Swoon, born Caledonia Curry, is a classically trained visual artist and printmaker who has spent the last 14 years exploring the relationship between people and their built environments. Her work has been collected and shown internationally at galleries and museums, including the Museum of Modern Art, New York; the Brooklyn Museum; the Institute of Contemporary Art, Boston; and the São Paulo Museum of Art.

Vahge approaches collage as sculptural craft, using tiny pieces of magazine paper to build layered characters and scenes with precise depth, texture, and detail. In her hands, an eye, a stem, a tendril of hair yields its former intention and forms a new narrative. Her collage explores complexities between personal values and public culture. Mixing contemporary images and symbols, Vahge tells intimate and surreal stories

Where light-heartedness challenges uneasiness.

Where self-ownership and valuation are undermined by society.

Where the histories of our societies, families, and even our selves, are often half-invented.

She arranges these moments into celebrations of human fragility.

A self taught artist, Vahge moved to Brooklyn, NY in the fall of 2007, where she currently lives and works. Her collages have been shown and sold worldwide: in Europe, Asia, and North America. She has created album and promotional artwork for a variety of musical acts and companies.
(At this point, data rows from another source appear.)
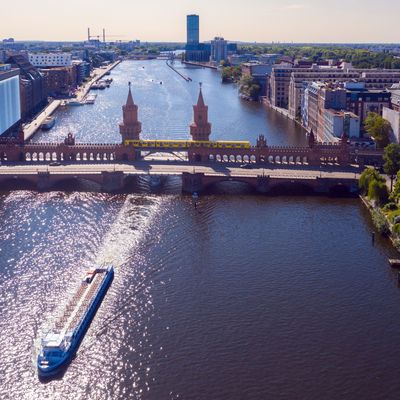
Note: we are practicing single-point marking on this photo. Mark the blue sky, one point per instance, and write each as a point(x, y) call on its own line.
point(164, 20)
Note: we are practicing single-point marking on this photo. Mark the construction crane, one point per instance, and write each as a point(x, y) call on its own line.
point(92, 37)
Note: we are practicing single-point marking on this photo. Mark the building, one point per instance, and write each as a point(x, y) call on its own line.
point(192, 29)
point(363, 101)
point(393, 116)
point(200, 128)
point(260, 72)
point(299, 77)
point(61, 80)
point(219, 50)
point(194, 50)
point(46, 60)
point(10, 102)
point(130, 127)
point(336, 123)
point(33, 89)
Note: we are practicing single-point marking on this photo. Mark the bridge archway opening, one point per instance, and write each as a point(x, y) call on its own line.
point(76, 183)
point(291, 188)
point(339, 190)
point(18, 184)
point(230, 186)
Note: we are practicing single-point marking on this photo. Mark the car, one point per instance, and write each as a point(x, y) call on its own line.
point(246, 166)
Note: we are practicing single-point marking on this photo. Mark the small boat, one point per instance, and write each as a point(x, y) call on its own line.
point(155, 181)
point(48, 123)
point(75, 103)
point(59, 345)
point(91, 98)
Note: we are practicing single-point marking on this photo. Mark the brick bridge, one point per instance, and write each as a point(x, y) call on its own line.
point(314, 154)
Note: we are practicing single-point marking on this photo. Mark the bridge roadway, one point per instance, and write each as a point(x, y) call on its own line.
point(195, 177)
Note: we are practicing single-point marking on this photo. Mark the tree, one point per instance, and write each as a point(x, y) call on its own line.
point(378, 128)
point(378, 191)
point(368, 175)
point(391, 157)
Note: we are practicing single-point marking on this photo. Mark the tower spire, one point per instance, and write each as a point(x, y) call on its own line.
point(200, 128)
point(130, 127)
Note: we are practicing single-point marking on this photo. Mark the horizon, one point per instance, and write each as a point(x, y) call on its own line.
point(258, 21)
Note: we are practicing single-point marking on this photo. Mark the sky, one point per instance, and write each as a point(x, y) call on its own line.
point(339, 21)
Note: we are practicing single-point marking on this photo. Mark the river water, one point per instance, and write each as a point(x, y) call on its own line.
point(245, 297)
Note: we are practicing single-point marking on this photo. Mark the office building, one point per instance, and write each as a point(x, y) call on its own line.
point(32, 86)
point(45, 60)
point(219, 50)
point(10, 106)
point(192, 29)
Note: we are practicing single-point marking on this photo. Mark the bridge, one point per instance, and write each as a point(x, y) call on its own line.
point(195, 177)
point(318, 166)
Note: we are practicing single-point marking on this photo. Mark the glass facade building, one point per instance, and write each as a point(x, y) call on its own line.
point(192, 26)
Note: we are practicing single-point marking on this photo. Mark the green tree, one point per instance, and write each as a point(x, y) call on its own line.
point(391, 157)
point(368, 175)
point(378, 128)
point(377, 190)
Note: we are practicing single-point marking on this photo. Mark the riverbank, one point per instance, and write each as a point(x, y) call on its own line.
point(31, 128)
point(97, 74)
point(384, 225)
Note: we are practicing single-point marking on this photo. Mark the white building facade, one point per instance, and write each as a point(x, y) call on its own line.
point(50, 59)
point(10, 102)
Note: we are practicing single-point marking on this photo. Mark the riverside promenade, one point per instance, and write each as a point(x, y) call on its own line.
point(98, 73)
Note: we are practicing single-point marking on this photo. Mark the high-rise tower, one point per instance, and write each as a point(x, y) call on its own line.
point(192, 29)
point(130, 127)
point(200, 128)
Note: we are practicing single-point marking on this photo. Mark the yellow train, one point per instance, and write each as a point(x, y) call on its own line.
point(184, 144)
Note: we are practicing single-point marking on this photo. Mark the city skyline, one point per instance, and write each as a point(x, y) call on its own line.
point(306, 21)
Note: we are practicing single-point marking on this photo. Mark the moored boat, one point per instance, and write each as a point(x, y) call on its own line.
point(48, 123)
point(58, 345)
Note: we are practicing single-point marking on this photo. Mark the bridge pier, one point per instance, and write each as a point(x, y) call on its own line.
point(112, 181)
point(43, 181)
point(262, 185)
point(192, 182)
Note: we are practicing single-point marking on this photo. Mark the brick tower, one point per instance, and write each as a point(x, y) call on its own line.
point(200, 128)
point(130, 127)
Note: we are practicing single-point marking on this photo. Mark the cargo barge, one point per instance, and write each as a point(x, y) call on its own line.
point(59, 345)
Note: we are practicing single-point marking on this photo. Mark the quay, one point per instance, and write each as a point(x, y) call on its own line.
point(31, 128)
point(198, 64)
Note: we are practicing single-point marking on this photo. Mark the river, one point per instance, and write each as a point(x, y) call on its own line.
point(245, 297)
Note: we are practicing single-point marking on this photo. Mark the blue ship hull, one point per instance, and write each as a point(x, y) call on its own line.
point(79, 332)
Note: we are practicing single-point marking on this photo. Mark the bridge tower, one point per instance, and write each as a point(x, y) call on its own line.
point(200, 128)
point(130, 127)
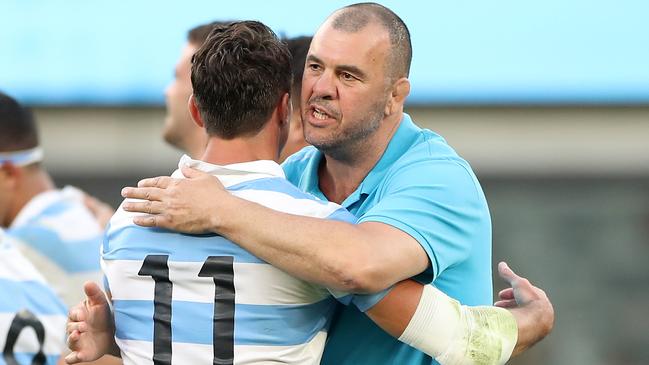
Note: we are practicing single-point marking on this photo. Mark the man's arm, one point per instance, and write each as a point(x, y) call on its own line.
point(404, 313)
point(91, 329)
point(367, 257)
point(436, 324)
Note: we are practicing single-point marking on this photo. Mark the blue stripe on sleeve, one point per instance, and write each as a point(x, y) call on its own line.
point(34, 295)
point(341, 214)
point(276, 184)
point(26, 358)
point(270, 325)
point(135, 243)
point(65, 254)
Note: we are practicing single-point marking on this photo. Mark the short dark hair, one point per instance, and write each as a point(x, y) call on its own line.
point(199, 34)
point(298, 47)
point(355, 17)
point(17, 126)
point(238, 75)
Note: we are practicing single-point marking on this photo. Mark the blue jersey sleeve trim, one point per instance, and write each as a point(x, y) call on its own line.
point(426, 277)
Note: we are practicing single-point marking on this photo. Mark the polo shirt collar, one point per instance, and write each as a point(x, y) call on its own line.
point(401, 141)
point(406, 134)
point(234, 173)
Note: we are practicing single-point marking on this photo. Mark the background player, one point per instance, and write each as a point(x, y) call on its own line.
point(421, 208)
point(32, 317)
point(52, 227)
point(298, 47)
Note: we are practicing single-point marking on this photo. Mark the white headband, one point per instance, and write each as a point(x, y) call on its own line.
point(23, 157)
Vicky Barranguet is a New York-based painter, born in Montevideo, Uruguay, whose work has exhibited both nationally and internationally and has been acquired by various private collections. Her work is embodied by an empirical investigation of the pictorial structure, where processes departing from spontaneous gestures evolve into elaborate and complex systems where improvisation, organization of form and space, and attention to detail are at its core. She created in 2005 the show: Painting Music, a live painting – music show, touring since then through out the world, with original music, nominated for the Latin Grammy Awards, by her partner Gustavo Casenave and participation of Jane Ira Bloom y Federico Britos, Grammy award winners. In 2006, she created a special collection of hand painted dresses, presenting them in Uruguay’s Fashion Week ’06, ’07 & ’08, collaborating with different designers. In 2010 she was the featured artist for Jodi Arnold’s 2010 collection in New York City, featured in the New York Times.  She exhibits a new fresh style of painting revealing a unique voice of complexities that challenges vision and the experience of painting. Her career developed over many years in Uruguay and in United States where she has studied in the recent years with painters such as Larry Poons and William Scharf, and Clever Lara in Uruguay. Barranguet’s work has also been commissioned by Nike, Adidas and Longchamp just to mention a few.